One can therefore understand the Defendants’ wish to avoid such an application and/or their wish to flush out a similar application by the Claimant well in advance of the trial.

Yet, the third part of the amendment potentially creates as many problems as it sought to avoid: if that type of pleading were to be commonplace it would plainly undermine the basis of the Court of Appeal’s position in Howlett; further there was a grave risk that it would give rise to satellite applications as to the extent to which the Claimant had really been put on sufficient notice, albeit in circumstances where, as the Master noted, defendants and their legal teams would not in fact be in a position to decide whether to make an FD application until the closing stages of the trial. Of course, claimants should be given fair warning but that is precisely what the Howlett approach seeks to achieve. It requires a defendant to have pleaded sufficient material to put the claimant on notice of the likely issues; the rest is left to the trial judge and to an application made at the appropriate time with the benefit of the requisite underlying material.

In what must be seen as a victory for common sense and clarity, the Master rejected the third part of the amendment. He did so for three reasons: such a pleading serves no purpose as the Defendant can make the FD application without having pleaded it expressly (Howlett) and there is no ‘right’ to be ‘reserved; and in any event such an application would have no prospects of success at the pleading stage given the potential for other interpretations of the Claimant’s presentation. The Master also noted the perhaps less obvious point that the Claimant would have to report the FD allegation to insurers. That is, with respect, far less convincing, not least because (1) the pleading is not actually an allegation of FD at that stage (that being the very point of the pleading) and (2) one would have thought that the Claimant would have to report the risk of an application in any event, relying on Howlett and given the Defendants’ approach, the approach of the medical evidence and given the remainder of the amendment.

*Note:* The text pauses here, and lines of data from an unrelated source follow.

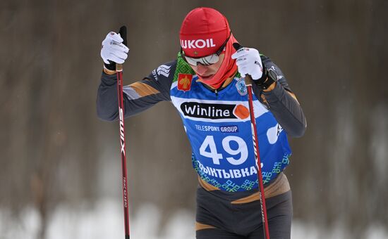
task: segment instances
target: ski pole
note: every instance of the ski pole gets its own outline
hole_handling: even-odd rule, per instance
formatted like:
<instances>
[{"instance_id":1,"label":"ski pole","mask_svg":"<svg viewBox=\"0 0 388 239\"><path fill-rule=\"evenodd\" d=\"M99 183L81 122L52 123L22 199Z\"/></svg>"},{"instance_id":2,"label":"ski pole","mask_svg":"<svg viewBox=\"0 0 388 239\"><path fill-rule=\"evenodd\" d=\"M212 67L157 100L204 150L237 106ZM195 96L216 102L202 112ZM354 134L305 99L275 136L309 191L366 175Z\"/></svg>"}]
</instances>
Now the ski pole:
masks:
<instances>
[{"instance_id":1,"label":"ski pole","mask_svg":"<svg viewBox=\"0 0 388 239\"><path fill-rule=\"evenodd\" d=\"M238 43L234 43L233 46L236 50L243 48ZM259 151L259 141L257 138L257 130L256 128L256 119L253 111L253 100L252 96L252 77L245 75L244 82L247 87L248 101L249 103L249 115L250 116L250 127L252 129L252 140L255 152L255 160L257 166L257 179L259 181L259 196L260 198L261 216L264 227L265 239L269 239L269 228L268 228L268 219L267 217L267 207L265 206L265 197L264 195L264 183L262 183L262 175L261 171L260 153Z\"/></svg>"},{"instance_id":2,"label":"ski pole","mask_svg":"<svg viewBox=\"0 0 388 239\"><path fill-rule=\"evenodd\" d=\"M123 39L123 44L126 46L126 27L122 26L119 32ZM116 64L117 72L117 95L119 100L119 119L120 122L120 147L121 154L121 169L123 171L123 202L124 209L125 239L129 239L129 212L127 167L126 157L126 136L124 133L124 102L123 99L123 65Z\"/></svg>"}]
</instances>

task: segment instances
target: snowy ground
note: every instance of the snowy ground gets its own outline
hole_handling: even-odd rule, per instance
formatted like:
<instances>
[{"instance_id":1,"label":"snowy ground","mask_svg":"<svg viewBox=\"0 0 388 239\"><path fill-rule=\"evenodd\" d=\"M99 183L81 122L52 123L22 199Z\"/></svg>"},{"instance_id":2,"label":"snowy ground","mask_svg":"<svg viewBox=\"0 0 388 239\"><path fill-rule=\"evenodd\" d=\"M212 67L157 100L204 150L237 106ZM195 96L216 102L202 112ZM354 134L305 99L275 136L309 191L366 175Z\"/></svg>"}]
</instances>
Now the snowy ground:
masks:
<instances>
[{"instance_id":1,"label":"snowy ground","mask_svg":"<svg viewBox=\"0 0 388 239\"><path fill-rule=\"evenodd\" d=\"M83 207L86 208L86 207ZM36 239L40 219L37 212L26 209L23 219L10 220L9 212L0 209L0 239ZM181 210L168 222L162 232L158 231L159 211L152 205L143 205L137 217L131 219L133 239L195 238L191 212ZM368 235L368 236L367 236ZM50 220L47 239L106 239L123 238L123 225L121 205L111 200L102 200L96 207L74 209L66 206L56 209ZM332 231L294 220L292 238L350 238L344 227ZM364 238L388 238L388 231L382 226L371 226Z\"/></svg>"}]
</instances>

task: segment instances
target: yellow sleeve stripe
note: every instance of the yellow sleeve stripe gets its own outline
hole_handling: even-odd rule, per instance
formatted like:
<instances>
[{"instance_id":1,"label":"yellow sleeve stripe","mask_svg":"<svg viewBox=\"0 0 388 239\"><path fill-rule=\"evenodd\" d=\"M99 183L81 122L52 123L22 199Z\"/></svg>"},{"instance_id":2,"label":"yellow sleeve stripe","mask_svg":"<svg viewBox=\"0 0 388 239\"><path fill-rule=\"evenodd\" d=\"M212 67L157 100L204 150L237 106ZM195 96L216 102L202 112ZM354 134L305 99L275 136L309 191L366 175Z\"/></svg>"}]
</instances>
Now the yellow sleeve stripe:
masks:
<instances>
[{"instance_id":1,"label":"yellow sleeve stripe","mask_svg":"<svg viewBox=\"0 0 388 239\"><path fill-rule=\"evenodd\" d=\"M158 90L154 87L143 83L143 82L135 82L129 85L136 93L140 96L144 97L147 96L154 95L160 93Z\"/></svg>"}]
</instances>

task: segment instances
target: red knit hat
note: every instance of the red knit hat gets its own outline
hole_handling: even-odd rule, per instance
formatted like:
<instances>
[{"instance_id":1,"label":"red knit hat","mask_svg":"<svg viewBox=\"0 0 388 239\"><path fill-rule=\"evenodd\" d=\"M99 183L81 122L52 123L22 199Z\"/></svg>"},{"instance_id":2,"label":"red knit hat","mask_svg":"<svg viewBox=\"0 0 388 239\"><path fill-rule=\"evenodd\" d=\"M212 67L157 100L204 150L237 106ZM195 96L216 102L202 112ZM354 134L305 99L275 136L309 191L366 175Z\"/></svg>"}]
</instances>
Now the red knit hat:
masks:
<instances>
[{"instance_id":1,"label":"red knit hat","mask_svg":"<svg viewBox=\"0 0 388 239\"><path fill-rule=\"evenodd\" d=\"M226 18L215 9L198 8L186 15L179 38L185 55L203 57L214 53L230 34Z\"/></svg>"}]
</instances>

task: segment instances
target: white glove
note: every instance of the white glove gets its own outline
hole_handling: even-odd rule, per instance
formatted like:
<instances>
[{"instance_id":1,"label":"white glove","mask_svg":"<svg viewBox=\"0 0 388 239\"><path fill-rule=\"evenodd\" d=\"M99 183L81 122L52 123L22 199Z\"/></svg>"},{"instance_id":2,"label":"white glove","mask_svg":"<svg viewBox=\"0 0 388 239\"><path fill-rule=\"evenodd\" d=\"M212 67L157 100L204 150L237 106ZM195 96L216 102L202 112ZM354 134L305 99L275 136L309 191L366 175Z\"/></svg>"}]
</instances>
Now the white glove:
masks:
<instances>
[{"instance_id":1,"label":"white glove","mask_svg":"<svg viewBox=\"0 0 388 239\"><path fill-rule=\"evenodd\" d=\"M128 57L129 49L123 43L123 39L119 34L114 32L108 33L105 39L102 41L101 57L104 62L110 64L111 60L119 64L123 64Z\"/></svg>"},{"instance_id":2,"label":"white glove","mask_svg":"<svg viewBox=\"0 0 388 239\"><path fill-rule=\"evenodd\" d=\"M257 80L262 76L262 63L259 51L253 48L243 47L231 55L232 59L237 59L236 65L241 77L250 75L252 79Z\"/></svg>"}]
</instances>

The Master made it very clear that where there is the material to plead FD, it ought to be pleaded (para 24). That was of course uncontroversial.

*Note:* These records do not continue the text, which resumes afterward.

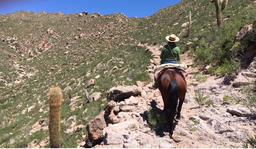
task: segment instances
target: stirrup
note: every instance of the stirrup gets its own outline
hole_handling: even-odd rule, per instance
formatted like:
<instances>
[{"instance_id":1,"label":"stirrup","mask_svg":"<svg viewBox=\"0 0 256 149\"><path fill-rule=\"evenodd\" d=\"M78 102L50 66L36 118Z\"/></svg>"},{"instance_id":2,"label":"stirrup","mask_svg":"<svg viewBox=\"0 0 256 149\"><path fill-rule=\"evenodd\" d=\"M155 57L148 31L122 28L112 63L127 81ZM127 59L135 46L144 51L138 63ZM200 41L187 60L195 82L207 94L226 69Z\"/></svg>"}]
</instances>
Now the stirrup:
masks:
<instances>
[{"instance_id":1,"label":"stirrup","mask_svg":"<svg viewBox=\"0 0 256 149\"><path fill-rule=\"evenodd\" d=\"M157 84L155 83L154 83L152 85L152 87L153 87L154 88L154 89L156 89L158 88L157 87Z\"/></svg>"}]
</instances>

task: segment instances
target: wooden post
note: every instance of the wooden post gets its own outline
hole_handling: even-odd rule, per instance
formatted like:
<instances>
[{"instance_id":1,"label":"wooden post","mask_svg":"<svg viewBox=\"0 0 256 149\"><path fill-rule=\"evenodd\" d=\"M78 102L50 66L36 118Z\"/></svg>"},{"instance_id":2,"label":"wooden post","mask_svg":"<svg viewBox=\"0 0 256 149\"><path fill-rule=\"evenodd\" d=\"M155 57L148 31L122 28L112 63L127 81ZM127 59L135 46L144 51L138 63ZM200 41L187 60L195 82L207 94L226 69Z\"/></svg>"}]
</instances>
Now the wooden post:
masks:
<instances>
[{"instance_id":1,"label":"wooden post","mask_svg":"<svg viewBox=\"0 0 256 149\"><path fill-rule=\"evenodd\" d=\"M84 103L89 103L91 102L92 102L92 99L91 97L90 97L90 96L88 94L88 92L87 92L87 90L86 90L86 89L85 89L83 90L83 93L84 93L84 94L85 95L86 99L87 99L87 101L85 101Z\"/></svg>"}]
</instances>

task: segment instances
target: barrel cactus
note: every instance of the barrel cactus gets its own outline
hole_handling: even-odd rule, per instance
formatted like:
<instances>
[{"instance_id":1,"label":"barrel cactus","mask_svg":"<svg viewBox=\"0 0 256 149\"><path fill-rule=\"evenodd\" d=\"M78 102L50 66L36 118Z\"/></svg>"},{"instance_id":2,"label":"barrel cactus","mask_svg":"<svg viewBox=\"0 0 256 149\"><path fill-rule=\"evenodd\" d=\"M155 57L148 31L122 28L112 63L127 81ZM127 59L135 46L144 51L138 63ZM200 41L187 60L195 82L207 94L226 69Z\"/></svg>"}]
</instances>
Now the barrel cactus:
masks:
<instances>
[{"instance_id":1,"label":"barrel cactus","mask_svg":"<svg viewBox=\"0 0 256 149\"><path fill-rule=\"evenodd\" d=\"M51 148L60 148L60 106L61 89L58 85L52 87L49 94L50 112L49 132Z\"/></svg>"}]
</instances>

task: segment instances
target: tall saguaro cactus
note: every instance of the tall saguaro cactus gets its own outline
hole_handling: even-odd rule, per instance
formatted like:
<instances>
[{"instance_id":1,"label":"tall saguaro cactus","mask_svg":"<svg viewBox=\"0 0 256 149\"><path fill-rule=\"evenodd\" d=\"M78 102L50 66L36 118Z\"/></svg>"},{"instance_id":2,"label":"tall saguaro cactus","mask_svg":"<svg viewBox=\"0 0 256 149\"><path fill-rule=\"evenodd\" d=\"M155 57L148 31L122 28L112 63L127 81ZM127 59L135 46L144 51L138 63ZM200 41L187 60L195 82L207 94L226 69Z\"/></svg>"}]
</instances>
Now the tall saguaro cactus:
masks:
<instances>
[{"instance_id":1,"label":"tall saguaro cactus","mask_svg":"<svg viewBox=\"0 0 256 149\"><path fill-rule=\"evenodd\" d=\"M228 0L211 0L212 2L214 2L216 8L216 18L219 27L223 26L222 10L226 8L227 1Z\"/></svg>"},{"instance_id":2,"label":"tall saguaro cactus","mask_svg":"<svg viewBox=\"0 0 256 149\"><path fill-rule=\"evenodd\" d=\"M189 19L188 29L187 29L187 36L188 37L190 34L191 31L191 12L189 11Z\"/></svg>"},{"instance_id":3,"label":"tall saguaro cactus","mask_svg":"<svg viewBox=\"0 0 256 149\"><path fill-rule=\"evenodd\" d=\"M58 85L52 87L49 94L50 120L49 131L51 148L60 148L60 106L62 93L61 89Z\"/></svg>"}]
</instances>

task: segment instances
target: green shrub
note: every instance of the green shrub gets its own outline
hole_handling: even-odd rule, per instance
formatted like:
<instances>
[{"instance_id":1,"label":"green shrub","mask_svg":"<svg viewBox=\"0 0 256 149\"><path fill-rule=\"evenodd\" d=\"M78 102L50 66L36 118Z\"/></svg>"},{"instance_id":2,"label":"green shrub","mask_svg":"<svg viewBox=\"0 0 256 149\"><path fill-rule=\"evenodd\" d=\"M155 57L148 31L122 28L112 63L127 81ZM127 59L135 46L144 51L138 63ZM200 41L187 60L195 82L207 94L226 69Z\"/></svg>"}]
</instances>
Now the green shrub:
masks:
<instances>
[{"instance_id":1,"label":"green shrub","mask_svg":"<svg viewBox=\"0 0 256 149\"><path fill-rule=\"evenodd\" d=\"M198 91L196 92L196 101L199 104L199 107L206 100L206 98L204 97L204 92Z\"/></svg>"},{"instance_id":2,"label":"green shrub","mask_svg":"<svg viewBox=\"0 0 256 149\"><path fill-rule=\"evenodd\" d=\"M249 143L251 146L248 146L248 143ZM248 139L246 142L243 144L242 147L244 148L256 148L256 135L254 136L254 138L252 137Z\"/></svg>"},{"instance_id":3,"label":"green shrub","mask_svg":"<svg viewBox=\"0 0 256 149\"><path fill-rule=\"evenodd\" d=\"M196 127L192 127L189 129L189 130L191 131L196 131Z\"/></svg>"},{"instance_id":4,"label":"green shrub","mask_svg":"<svg viewBox=\"0 0 256 149\"><path fill-rule=\"evenodd\" d=\"M207 105L208 106L213 105L213 102L210 99L207 100L205 101L205 104Z\"/></svg>"},{"instance_id":5,"label":"green shrub","mask_svg":"<svg viewBox=\"0 0 256 149\"><path fill-rule=\"evenodd\" d=\"M199 119L193 119L192 120L192 121L194 122L195 125L196 125L199 124L199 123L200 123L200 120Z\"/></svg>"},{"instance_id":6,"label":"green shrub","mask_svg":"<svg viewBox=\"0 0 256 149\"><path fill-rule=\"evenodd\" d=\"M254 115L256 115L256 82L252 84L248 85L246 87L243 93L246 95L246 98L244 100L243 104L248 107Z\"/></svg>"},{"instance_id":7,"label":"green shrub","mask_svg":"<svg viewBox=\"0 0 256 149\"><path fill-rule=\"evenodd\" d=\"M158 130L164 124L163 117L161 117L155 109L150 108L146 111L149 127L153 129Z\"/></svg>"},{"instance_id":8,"label":"green shrub","mask_svg":"<svg viewBox=\"0 0 256 149\"><path fill-rule=\"evenodd\" d=\"M224 95L224 96L223 97L223 101L229 101L232 100L232 98L229 95Z\"/></svg>"},{"instance_id":9,"label":"green shrub","mask_svg":"<svg viewBox=\"0 0 256 149\"><path fill-rule=\"evenodd\" d=\"M225 75L226 74L238 74L240 70L240 63L233 60L225 59L224 62L215 71L217 76Z\"/></svg>"}]
</instances>

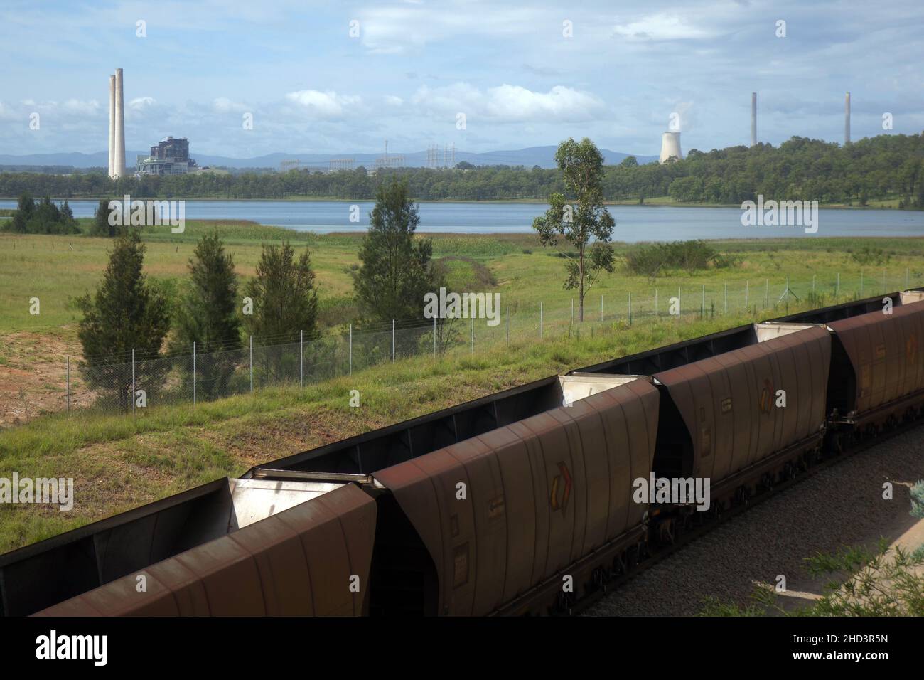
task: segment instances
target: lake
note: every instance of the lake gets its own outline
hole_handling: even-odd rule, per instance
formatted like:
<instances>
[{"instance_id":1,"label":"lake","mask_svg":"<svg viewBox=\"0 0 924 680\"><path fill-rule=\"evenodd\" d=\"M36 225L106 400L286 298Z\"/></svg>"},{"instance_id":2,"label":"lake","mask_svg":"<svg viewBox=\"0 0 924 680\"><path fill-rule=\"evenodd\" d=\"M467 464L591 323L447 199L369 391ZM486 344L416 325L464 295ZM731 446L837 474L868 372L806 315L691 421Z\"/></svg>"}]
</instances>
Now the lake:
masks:
<instances>
[{"instance_id":1,"label":"lake","mask_svg":"<svg viewBox=\"0 0 924 680\"><path fill-rule=\"evenodd\" d=\"M75 216L92 216L96 201L70 201ZM364 231L373 202L360 201L187 201L186 218L249 219L261 224L319 233ZM359 205L359 221L350 221L351 206ZM542 214L542 204L421 203L421 232L468 234L523 233ZM0 208L15 208L16 201L0 200ZM616 219L614 240L624 241L678 241L801 236L924 236L924 212L902 210L821 209L815 234L801 227L742 227L739 208L698 208L610 205Z\"/></svg>"}]
</instances>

If anything, this latest judgment reminds defendants of the need to plead the factual basis for their case and, most importantly, the factual basis for the position they might wish to take at trial if the material to run FD becomes available. That much was clear from Howlett but this is a timely reminder of the potential risks of failing to do so. Fortunately, however, there is no need to set out every permutation in an effort to ensure that the Claimant has no avenue to object, thereby risking giving them potentially greater opportunity to object based only on the interpretation of the contingencies.